Groups to seek info on equity in schoolsBy PAUL FEELY
New Hampshire Union Leader
August 22. 2017 12:48AM
MANCHESTER — Civil rights groups and city educators are seeking information from the Manchester School District on its efforts to “achieve equity” in Queen City schools.
Representatives of the Granite State Organizing Project, the National Education Association–New Hampshire, the Manchester Education Association, Young Organizers United and the Manchester Chapter of the National Association of the Advancement of Colored People will hold a news conference this Wednesday at 1:30 p.m. at Manchester City Hall.
They plan to announce they have asked the American Civil Liberties Union of New Hampshire to file a formal Right-to-Know request with the school district seeking information related to progress on the implementation of the Office of Civil Rights (OCR) Resolution Agreement Work Plan, related to a resolution agreement city school officials signed with the federal Office of Civil Rights in 2014.
The 2014 agreement followed the release of a report by the OCR that found black, Latino and English-learning students were disproportionately under-enrolled in the district’s Advanced Placement (AP) courses.

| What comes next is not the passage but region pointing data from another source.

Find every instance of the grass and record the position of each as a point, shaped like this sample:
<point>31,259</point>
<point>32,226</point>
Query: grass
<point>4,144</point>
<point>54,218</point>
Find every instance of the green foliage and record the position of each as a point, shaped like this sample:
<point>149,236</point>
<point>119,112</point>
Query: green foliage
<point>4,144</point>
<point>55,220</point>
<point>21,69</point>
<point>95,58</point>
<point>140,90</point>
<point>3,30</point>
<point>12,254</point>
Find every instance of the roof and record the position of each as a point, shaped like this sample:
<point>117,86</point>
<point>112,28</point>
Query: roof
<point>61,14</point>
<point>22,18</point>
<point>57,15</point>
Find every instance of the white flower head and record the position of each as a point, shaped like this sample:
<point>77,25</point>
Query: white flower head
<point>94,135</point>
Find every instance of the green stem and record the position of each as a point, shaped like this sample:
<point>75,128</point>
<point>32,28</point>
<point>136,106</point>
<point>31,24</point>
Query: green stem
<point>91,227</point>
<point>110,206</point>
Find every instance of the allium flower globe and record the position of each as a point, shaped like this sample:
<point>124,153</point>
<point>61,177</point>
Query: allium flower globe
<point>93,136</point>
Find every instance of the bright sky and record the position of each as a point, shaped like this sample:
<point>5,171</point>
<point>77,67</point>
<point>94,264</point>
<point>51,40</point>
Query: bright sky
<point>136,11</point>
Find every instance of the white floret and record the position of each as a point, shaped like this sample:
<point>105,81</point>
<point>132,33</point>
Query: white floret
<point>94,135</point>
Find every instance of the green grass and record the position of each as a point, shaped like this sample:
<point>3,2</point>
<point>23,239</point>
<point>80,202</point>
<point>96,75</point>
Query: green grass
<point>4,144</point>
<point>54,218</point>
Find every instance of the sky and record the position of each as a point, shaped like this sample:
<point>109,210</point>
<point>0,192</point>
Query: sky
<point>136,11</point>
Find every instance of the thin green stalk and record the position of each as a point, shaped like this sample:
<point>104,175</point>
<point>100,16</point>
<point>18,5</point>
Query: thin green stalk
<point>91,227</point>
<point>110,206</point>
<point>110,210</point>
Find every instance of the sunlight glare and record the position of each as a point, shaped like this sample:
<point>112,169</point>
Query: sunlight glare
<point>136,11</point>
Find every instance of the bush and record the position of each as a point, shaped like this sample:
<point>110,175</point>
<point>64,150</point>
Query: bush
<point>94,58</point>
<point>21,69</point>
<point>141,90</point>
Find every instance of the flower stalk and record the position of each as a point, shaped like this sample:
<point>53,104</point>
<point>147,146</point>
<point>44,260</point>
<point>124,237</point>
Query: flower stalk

“I’ve been concerned about equity in Manchester Schools since I was a young high school student and youth advocate,” said Adol Mashut, youth and education organizer for the GSOP. “I am afraid that not much progress has been made and I am eager to know what we can discover about the district’s implementation of the OCR agreement they adopted in 2014.”
The 2014 report found that during the 2010-2011 school year, 26 of the 434 seats in AP courses were held by black or Latino students. Their enrollment in city high schools was 381 and 596, respectively.
A comprehensive audit of the district in 2013 also highlighted racial disparities, in particular the lack of nonwhite teachers and administrators.
In September 2016, members of the Young Organizers United group addressed members of the Manchester school board, asking officials to consider adopting a resolution to fully implement the OCR Resolution Agreement Work Plan. The school board took the comments under advisement.